What’s the News: A fungus that his been wiping out frog species all over the world is creeping into the last area patch of tropical mountains in the Americas escape its scourge, the Darien National Park in Panama, and scientists are scrambling to save what species they can.
Frogs have been taking a beating over the last three decades, due in large part to a ruthless killer called chytrid fungus. Identified in the late ’90s, the fungus is startlingly lethal, driving 50% of species into extinction and killing 80% of individuals within five months of appearing at one location in Panama.

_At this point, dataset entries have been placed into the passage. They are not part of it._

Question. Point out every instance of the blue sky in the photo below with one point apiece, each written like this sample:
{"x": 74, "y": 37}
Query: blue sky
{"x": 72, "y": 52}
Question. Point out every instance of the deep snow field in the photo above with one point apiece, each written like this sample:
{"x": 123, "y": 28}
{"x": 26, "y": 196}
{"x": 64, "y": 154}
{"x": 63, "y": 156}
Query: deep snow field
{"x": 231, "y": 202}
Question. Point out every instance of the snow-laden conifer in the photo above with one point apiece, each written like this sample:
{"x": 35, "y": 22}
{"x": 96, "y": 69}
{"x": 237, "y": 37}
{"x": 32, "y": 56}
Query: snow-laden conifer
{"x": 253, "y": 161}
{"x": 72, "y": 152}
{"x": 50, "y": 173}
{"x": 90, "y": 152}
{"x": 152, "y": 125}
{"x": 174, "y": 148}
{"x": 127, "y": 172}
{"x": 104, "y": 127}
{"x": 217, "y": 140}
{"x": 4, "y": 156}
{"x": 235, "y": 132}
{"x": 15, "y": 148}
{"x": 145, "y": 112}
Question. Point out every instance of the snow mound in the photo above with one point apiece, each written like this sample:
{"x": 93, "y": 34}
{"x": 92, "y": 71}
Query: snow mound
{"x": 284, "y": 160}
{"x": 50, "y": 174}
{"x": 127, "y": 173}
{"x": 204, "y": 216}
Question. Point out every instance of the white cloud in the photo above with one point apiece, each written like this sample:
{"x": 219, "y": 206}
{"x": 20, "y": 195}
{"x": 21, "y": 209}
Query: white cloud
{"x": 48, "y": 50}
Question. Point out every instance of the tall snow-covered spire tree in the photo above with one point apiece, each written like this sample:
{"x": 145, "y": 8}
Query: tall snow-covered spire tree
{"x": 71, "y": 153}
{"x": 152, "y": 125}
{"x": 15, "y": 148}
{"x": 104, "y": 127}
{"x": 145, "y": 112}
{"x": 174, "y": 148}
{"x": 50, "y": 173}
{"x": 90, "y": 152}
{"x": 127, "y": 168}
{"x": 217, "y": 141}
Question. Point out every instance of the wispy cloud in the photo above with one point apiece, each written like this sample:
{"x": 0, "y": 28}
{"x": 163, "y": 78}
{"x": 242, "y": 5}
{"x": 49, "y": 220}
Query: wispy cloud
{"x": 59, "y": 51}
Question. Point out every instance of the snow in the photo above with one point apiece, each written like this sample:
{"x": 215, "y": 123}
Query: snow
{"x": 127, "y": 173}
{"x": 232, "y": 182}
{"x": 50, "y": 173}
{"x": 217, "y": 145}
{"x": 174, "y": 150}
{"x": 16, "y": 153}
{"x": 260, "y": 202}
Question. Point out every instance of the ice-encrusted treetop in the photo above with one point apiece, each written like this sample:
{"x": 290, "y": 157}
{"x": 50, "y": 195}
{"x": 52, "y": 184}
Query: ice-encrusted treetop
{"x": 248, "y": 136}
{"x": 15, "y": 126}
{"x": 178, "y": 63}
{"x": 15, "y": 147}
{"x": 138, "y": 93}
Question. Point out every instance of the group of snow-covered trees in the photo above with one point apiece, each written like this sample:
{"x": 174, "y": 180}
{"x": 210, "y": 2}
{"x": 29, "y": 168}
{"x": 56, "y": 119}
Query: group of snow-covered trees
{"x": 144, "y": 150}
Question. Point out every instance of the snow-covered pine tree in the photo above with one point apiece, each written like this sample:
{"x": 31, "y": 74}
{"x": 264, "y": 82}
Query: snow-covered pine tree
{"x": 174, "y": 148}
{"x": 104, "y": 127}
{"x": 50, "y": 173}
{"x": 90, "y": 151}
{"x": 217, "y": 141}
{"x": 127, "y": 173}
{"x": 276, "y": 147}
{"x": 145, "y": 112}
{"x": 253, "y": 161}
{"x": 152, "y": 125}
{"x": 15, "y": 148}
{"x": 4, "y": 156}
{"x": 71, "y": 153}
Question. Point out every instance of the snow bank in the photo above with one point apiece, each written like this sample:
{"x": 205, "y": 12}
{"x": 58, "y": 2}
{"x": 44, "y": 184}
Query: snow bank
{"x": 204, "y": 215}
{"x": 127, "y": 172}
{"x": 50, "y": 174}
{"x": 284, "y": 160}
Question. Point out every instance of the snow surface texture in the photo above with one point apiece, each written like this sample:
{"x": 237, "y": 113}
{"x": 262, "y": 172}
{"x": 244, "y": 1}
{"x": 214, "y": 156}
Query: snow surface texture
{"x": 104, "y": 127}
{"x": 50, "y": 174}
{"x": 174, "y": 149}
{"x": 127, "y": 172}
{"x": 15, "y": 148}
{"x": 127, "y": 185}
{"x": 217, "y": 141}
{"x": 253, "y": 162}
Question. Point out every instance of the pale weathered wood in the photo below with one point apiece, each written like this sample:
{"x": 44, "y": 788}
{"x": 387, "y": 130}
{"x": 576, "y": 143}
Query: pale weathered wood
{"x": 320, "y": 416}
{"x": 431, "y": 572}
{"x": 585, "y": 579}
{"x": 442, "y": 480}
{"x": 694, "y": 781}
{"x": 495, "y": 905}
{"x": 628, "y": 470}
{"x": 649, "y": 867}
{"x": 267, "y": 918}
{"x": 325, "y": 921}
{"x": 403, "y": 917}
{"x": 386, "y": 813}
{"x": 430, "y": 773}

It spreads through water via spores, affecting even areas where humans have not penetrated. “It is the worst infectious disease ever recorded among vertebrates in terms of the number of species impacted, and its propensity to drive them to extinction,” wrote a team of scientists in a 2005 World Conservation Union report [pdf].
Andrew Crawford and his colleagues discovered 11 new species of amphibians in Panama. But they wish it hadn’t happened this way.

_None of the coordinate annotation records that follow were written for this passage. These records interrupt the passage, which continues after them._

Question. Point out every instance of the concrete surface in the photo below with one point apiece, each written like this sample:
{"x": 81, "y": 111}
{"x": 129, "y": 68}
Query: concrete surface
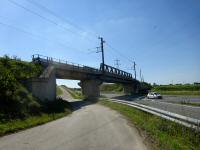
{"x": 91, "y": 127}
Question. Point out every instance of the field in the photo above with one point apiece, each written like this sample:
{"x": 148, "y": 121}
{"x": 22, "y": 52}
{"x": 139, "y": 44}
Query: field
{"x": 163, "y": 134}
{"x": 189, "y": 89}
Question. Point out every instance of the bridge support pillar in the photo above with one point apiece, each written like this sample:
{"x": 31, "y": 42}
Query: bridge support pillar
{"x": 43, "y": 88}
{"x": 90, "y": 88}
{"x": 130, "y": 89}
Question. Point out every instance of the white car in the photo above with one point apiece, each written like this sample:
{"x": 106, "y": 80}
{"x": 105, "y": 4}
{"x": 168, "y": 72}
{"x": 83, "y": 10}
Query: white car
{"x": 154, "y": 95}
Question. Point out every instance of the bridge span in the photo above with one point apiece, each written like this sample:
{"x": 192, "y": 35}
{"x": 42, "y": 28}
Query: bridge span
{"x": 44, "y": 87}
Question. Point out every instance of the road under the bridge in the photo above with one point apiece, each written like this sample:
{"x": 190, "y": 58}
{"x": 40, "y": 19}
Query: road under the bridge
{"x": 90, "y": 127}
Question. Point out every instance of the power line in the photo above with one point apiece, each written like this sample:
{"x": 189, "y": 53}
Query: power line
{"x": 120, "y": 53}
{"x": 42, "y": 17}
{"x": 117, "y": 64}
{"x": 35, "y": 35}
{"x": 58, "y": 16}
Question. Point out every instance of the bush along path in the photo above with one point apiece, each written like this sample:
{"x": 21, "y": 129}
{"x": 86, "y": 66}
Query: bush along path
{"x": 19, "y": 109}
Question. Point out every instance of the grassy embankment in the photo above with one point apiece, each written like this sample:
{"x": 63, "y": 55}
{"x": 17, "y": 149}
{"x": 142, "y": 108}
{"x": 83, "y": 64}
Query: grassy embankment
{"x": 19, "y": 109}
{"x": 163, "y": 134}
{"x": 74, "y": 94}
{"x": 190, "y": 89}
{"x": 189, "y": 103}
{"x": 58, "y": 91}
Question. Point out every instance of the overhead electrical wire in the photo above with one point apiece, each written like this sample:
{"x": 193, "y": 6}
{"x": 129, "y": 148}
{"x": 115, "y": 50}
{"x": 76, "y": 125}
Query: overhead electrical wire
{"x": 64, "y": 20}
{"x": 42, "y": 17}
{"x": 44, "y": 8}
{"x": 36, "y": 35}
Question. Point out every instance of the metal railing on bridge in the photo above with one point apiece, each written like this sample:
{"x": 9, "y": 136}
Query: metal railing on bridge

The team just completed a long-term study of amphibians in Panama’s Omar Torrijos National Park, published in the Proceedings of the National Academy of Sciences, showing the startling disappearance of species there. Co-author Karen Lips began the study back before the disease chytridiomycosis, which is caused by a fungus called Batrachochytrium dendrobatidis and has devastated amphibian populations, reached that place and began to afflict its inhabitants.
The pre-decline surveys identified 63 species of amphibians within just a 1.5-square-mile (4-square-kilometer) area. After 2004, 25 of those species had disappeared from the site. As of 2008, none had reappeared. An additional nine species saw an 85 percent to 99 percent decline in their abundance [MSNBC].